Source: website band

Seldom I have been so touched by music I picked up on Bandcamp, just because it has one of my favorite writers/thinkers in its name. The T.S. Eliot Appreciation Society is a one man singer-songwriter formation as it’s called. Organic, not entirely in tune, a bit too loud and a rough mix, together these elements make up for what is a warm and pleasant record with a melancholic feeling. It feels like the road, the traveller weary of walking and the heart tired of hurt.

Songs like ‘The Wicked Messenger’ and ‘Heydrich’ are my absolute favorites. I’ve been listening to the preceding EP’s ever since I first heard the music of Tom Gerritsen. Live they were delivered with the same passion that is tangible on the record. There’s a love and sincerity to the music that you can not fake or buy. I would really recommend this record to anyone who loves the guitar playing wanderer and authentic sounds.

Solstafir – Ótta

Source: Napalm Records

Sometimes it just takes a little more time for me to grasp the beauty of music that I hear. Solstafir is definitely one of those cases. I saw the band live a couple of years ago at Fortarock, which was a dreadful show. Every subtle element was blown away by the wind, the atmosphere was missing and the band never really connected with the audience. Their music on Ótta is made for autumn, to be listened to in a dark room, with the right lights and intimate atmosphere. Solstafir is a club band, not a outdoor fest group.
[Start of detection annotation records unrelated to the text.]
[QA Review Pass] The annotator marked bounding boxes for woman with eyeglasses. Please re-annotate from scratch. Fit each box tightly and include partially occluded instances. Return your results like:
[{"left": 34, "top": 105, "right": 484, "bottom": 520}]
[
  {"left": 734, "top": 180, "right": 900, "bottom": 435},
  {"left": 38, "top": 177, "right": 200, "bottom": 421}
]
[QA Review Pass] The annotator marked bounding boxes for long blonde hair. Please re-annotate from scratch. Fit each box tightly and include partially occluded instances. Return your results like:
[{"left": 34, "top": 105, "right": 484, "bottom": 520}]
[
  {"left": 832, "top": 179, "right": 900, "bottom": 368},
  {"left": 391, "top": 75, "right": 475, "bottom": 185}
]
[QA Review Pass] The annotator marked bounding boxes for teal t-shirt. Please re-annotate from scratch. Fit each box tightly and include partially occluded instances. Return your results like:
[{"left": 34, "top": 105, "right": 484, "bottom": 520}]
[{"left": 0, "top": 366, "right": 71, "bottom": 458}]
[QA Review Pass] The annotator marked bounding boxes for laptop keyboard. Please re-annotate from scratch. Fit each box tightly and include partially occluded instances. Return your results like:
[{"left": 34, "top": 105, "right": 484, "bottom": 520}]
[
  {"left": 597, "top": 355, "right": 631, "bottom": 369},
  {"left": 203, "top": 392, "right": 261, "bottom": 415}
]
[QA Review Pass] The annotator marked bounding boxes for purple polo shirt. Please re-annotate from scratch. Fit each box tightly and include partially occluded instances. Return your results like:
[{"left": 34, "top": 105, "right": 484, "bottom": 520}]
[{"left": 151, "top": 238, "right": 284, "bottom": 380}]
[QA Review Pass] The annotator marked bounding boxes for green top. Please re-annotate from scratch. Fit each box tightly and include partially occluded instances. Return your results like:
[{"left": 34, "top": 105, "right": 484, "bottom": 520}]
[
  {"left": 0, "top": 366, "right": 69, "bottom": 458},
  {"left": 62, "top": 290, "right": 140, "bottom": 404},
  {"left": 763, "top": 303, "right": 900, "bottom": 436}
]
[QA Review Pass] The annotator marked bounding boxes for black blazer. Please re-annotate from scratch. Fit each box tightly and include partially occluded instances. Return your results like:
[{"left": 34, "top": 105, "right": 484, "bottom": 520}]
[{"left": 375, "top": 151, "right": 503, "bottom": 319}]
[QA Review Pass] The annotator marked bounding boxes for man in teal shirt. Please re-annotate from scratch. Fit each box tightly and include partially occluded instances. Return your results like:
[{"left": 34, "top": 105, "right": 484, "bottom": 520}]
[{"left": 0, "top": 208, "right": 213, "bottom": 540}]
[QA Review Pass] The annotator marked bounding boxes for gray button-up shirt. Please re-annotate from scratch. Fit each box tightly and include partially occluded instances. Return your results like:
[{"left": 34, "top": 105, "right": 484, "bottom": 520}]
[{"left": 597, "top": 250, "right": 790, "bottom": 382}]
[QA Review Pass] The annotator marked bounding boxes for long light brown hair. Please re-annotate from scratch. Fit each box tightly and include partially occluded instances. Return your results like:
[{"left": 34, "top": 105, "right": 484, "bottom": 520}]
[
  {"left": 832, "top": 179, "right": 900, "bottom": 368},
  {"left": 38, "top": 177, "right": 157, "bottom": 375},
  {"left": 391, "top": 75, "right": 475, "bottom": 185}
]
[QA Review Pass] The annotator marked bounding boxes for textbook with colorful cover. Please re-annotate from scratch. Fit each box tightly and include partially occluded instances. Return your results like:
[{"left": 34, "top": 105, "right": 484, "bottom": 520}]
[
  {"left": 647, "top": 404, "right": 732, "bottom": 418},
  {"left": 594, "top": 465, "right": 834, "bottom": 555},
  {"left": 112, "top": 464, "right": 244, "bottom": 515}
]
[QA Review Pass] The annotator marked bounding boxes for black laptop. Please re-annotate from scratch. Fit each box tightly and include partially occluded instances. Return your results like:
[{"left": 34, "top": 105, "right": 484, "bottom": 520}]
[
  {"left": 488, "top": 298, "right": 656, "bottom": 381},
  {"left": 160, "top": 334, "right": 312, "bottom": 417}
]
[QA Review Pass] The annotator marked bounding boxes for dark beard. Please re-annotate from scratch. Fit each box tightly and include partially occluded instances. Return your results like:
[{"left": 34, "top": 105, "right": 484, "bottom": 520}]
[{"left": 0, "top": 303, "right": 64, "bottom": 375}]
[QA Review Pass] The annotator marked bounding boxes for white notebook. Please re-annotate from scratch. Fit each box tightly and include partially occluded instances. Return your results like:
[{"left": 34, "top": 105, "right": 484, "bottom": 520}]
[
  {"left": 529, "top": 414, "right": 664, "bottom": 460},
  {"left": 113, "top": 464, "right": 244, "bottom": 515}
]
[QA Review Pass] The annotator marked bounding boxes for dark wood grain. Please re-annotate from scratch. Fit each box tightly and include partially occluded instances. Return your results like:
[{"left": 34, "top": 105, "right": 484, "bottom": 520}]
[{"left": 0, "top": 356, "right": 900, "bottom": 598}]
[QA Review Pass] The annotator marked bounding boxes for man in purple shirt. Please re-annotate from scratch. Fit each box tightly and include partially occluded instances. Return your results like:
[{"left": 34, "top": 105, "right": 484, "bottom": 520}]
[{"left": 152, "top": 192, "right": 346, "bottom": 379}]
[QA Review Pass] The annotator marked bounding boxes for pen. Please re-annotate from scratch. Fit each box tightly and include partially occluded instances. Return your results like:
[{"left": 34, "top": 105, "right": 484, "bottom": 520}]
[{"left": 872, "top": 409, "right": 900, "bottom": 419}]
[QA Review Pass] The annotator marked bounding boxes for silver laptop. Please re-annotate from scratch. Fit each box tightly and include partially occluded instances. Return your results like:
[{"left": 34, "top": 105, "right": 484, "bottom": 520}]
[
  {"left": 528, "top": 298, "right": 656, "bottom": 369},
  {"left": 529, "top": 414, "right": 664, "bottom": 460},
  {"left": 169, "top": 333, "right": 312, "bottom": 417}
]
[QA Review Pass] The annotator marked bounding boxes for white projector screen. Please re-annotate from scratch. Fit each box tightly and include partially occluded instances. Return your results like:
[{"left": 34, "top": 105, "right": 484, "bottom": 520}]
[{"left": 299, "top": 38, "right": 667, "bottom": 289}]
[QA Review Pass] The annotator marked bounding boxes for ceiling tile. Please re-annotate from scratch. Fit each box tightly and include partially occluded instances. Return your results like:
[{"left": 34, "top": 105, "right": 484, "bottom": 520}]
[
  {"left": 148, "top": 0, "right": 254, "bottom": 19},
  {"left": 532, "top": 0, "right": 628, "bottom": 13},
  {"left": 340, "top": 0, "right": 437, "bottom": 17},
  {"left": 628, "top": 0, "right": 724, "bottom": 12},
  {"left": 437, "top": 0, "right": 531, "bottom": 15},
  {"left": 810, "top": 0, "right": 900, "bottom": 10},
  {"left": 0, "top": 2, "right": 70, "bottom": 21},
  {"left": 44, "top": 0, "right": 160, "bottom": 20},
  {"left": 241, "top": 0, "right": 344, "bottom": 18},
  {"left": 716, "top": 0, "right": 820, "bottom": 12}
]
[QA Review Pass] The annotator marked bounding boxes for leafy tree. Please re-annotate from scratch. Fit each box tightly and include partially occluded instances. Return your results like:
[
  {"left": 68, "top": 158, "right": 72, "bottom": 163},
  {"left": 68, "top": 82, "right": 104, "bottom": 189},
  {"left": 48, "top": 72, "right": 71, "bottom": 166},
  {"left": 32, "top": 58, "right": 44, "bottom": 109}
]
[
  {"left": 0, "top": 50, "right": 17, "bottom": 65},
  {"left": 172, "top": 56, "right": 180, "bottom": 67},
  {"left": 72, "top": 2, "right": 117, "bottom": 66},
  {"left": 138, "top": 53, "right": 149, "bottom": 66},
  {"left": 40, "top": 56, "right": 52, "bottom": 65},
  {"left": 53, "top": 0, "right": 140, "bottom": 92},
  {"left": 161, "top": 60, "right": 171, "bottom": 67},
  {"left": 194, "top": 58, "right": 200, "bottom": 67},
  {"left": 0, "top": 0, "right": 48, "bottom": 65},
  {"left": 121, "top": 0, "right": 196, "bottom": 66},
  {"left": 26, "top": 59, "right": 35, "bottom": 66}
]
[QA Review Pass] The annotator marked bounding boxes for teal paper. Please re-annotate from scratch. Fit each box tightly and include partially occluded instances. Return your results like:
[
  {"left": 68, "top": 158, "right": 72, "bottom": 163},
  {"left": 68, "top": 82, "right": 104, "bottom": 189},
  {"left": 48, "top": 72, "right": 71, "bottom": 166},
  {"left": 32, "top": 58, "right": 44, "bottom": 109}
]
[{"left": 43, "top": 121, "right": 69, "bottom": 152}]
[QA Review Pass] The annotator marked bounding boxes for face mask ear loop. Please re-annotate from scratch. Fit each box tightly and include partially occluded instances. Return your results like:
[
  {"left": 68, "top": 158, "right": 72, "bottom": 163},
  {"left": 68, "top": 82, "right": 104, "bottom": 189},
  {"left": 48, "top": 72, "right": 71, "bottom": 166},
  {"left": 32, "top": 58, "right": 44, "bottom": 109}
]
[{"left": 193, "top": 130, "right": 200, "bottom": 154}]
The music is not even that fierce and metal-like. There’s a subtlety ot it, a bit of mystery even. It’s as if the band sings about their land and has translated its unique qualities into song. Dreamy, organic and somtimes a little folky even, it’s as if the band has blended pagan metal with shoegaze or postrock, replaced the vocals and created a whole different beast. The more I listen to Ótta, the more lovely I find it. The Icelandic vocals I do not understand, but it is as if you feel them. The piano, the eerie sounds and misty clouds  of sound, with Solstafir you enter a different world entirely and it is brilliant.